Cette note fait donc office d’exception ce jour.
Métropolitain parisien, ligne 5, mercredi 18 juin 2014
Dans la journée, j’arrive station Place d’Italie pour correspondance. J’entends retentir l’annonce de fermeture des portes de la rame en instance de départ devant moi. Les portes se ferment, sauf en queue, où j’aperçois un garçon d’une dizaine d’années, se tenant debout dans l’axe des portes, semblant empêcher leur fermeture. Je profite de cet instant trouble pour tenter d’ouvrir une porte en amont, me permettant effectivement d’accéder au train. Le garçon se dirige par l’extérieur jusqu’au conducteur, avec qui il échange en gesticulant. Il finit par remonter. Alors que la rame démarre, j’aperçois le garçon s’avancer jusqu’à grosso modo mon niveau, à seulement quelques mètres devant moi. Je bascule dans mes pensées et mon regard se déporte quand je sens soudainement gesticuler, j’entends taper quelque chose : des gens réagissent en se levant, s’adressant au gamin avant de changer de place. Je me lève moi-même sans vraiment comprendre ce qui se trame, mais prêt à soutenir les usagers face à ce petit énergumène m’éveillant désormais quelques soupçons. Je crois finalement comprendre qu’il cherche son téléphone portable ! Je suis donc ses déplacements et observe ses réactions avec attention. Au départ d’une station suivante, il bloque à nouveau une porte. Un monsieur intervient en se levant pour tenter de lui faire un peu la morale. Le garçon, qui ne manque pas d’air, lui répond avec une certaine agressivité et le provoque. J’assiste, perplexe, sourire un peu crispé, à la scène, en ne perdant pas des yeux cet impertinent personnage haut comme trois pommes.

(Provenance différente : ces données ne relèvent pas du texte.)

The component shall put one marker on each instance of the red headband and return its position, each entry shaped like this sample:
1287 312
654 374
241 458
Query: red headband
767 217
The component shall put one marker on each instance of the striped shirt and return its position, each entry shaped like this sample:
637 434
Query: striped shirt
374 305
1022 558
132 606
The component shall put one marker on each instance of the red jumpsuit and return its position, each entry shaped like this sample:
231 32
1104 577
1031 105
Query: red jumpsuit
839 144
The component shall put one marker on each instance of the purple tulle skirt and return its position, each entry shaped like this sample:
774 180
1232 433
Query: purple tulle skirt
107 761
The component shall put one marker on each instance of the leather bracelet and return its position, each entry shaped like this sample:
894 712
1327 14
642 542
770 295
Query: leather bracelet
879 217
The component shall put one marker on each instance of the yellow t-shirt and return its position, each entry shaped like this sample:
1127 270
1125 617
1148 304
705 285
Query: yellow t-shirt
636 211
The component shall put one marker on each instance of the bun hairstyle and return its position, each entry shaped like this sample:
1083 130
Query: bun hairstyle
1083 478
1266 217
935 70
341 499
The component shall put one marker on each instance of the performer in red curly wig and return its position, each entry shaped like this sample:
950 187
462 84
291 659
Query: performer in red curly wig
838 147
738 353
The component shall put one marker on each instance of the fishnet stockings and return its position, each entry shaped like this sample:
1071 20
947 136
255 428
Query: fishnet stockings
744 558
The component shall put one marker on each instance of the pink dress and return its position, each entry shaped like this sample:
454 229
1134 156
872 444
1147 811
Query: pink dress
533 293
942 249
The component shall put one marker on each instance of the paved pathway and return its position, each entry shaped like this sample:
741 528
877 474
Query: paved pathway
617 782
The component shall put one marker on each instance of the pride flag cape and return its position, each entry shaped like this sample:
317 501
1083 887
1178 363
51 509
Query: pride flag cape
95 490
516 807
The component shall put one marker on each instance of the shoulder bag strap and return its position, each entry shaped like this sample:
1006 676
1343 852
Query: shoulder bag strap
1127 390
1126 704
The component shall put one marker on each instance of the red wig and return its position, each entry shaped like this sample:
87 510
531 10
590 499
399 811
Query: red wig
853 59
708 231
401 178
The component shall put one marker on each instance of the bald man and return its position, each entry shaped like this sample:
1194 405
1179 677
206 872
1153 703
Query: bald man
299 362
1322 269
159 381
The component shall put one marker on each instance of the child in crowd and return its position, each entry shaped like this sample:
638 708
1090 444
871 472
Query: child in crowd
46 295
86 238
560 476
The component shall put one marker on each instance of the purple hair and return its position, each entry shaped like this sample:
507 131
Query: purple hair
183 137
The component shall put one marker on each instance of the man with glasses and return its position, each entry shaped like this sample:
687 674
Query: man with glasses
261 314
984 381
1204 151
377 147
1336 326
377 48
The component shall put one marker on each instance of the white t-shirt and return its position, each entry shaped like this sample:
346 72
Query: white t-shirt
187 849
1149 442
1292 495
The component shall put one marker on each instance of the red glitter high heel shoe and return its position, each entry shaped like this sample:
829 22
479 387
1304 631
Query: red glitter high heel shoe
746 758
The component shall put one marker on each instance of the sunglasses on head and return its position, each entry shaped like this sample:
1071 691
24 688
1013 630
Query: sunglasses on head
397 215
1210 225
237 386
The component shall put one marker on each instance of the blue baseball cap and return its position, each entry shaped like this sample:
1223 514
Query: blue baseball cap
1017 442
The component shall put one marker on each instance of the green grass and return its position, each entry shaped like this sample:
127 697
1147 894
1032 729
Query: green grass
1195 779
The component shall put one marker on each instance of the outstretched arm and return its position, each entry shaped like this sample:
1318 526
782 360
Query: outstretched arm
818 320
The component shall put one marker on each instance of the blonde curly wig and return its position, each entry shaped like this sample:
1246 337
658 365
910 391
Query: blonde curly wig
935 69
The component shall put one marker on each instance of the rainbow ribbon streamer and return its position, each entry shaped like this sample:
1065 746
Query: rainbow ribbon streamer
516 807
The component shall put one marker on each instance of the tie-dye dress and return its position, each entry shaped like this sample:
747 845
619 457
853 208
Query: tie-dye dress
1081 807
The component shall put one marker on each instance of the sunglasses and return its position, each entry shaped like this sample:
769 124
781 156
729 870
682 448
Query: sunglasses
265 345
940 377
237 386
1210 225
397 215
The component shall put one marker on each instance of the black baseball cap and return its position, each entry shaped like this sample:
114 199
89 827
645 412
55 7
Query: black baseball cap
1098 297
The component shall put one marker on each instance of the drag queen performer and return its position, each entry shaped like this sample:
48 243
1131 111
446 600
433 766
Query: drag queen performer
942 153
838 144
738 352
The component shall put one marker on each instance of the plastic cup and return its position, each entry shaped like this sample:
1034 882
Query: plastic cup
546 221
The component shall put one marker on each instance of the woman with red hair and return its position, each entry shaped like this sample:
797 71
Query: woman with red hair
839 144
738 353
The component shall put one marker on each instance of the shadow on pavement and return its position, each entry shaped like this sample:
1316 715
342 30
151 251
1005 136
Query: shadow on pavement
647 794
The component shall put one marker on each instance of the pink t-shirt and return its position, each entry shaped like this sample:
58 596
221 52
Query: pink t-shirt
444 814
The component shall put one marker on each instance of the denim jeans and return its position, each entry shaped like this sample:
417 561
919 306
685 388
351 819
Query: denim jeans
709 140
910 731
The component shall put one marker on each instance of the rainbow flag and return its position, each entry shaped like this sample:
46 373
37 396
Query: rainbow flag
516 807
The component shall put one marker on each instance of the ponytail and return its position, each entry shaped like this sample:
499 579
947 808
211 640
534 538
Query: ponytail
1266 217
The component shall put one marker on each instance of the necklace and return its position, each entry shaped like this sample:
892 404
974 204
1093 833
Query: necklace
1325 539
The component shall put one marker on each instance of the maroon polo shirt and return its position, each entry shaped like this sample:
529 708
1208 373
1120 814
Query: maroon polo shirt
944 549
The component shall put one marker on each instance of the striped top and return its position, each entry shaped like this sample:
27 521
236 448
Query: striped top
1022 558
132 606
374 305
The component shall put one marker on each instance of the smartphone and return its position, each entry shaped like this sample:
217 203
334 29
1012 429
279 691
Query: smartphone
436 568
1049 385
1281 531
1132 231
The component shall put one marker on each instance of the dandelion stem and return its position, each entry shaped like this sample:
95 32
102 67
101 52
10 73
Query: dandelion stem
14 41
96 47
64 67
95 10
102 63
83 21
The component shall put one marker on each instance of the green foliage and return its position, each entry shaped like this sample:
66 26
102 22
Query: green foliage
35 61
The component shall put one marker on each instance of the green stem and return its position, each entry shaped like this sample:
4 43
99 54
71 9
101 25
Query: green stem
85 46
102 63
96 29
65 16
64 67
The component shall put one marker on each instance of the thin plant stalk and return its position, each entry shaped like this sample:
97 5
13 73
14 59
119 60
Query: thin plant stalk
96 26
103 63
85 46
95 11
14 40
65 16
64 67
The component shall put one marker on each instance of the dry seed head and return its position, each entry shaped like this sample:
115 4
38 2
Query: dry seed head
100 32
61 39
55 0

Je descendrai un peu plus loin sur la ligne, où je croiserai deux agents RATP allant manifestement à la rencontre du gamin. Quelques mètres plus loin, en remontant les escaliers, escaliers dépendant toujours du métro, j’assisterai à l’allumage d’un gros joint par une demoiselle assise là, sans-gêne. Un agent RATP viendra lui demander d’arrêter de fumer. Elle, allure désinvolte, ton légèrement agressif, lui demandera, faussement surprise, si l’on peut sortir d’ici ! Comme une sorte de continuité logique dans ma journée, je sentirai encore par la suite quelques tensions, ici et là, provenant notamment d’individus en partie perdus. Paris…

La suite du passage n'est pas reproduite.